Published in final edited form as: ChemMedChem. 2017 Dec 6;13(7):648–661. doi: 10.1002/cmdc.201700620

Figure 2.

Figure 2

Schematic representation of heparin/heparan sulfate biosynthetic pathway. In the elongation stage, polymerization of the heparin/heparan sulfate chains is made by activities of polymerases (α-UDP-GlcNAc-glycosyltransferase and α-UDP-GlcA-glycosyltransferase) and thereafter by N-deacetylase/N-sulfotransferase (NDST) combined with the sulfate donor PAPS (3′-phosphoadenosine 5′-phosphosulfate).
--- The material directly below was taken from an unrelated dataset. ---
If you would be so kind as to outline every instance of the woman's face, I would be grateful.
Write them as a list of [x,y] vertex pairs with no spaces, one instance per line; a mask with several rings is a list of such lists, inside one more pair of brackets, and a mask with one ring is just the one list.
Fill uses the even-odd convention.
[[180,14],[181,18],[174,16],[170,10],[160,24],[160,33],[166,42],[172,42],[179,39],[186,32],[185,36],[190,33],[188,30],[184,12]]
This process starts on a tetrasacchaide primer attached to a serine residue in the protein core. In the modification stage, C5-Epi (epimerase), 2-OST, 6-OST, and 3-OST (2-, 6- and 3-O-sulfotransferases) catalyze respectively the conversion of GlcA into IdoA, 2-sulfation at the IdoA, 6-sulfation at the GlcNS, and 3-sulfation at the GlcNS6S units. Heparin/heparan sulfate bears the same machinery of biosynthesis, varying only at the extensions of the reactions: heparin is much more processed than heparan sulfate.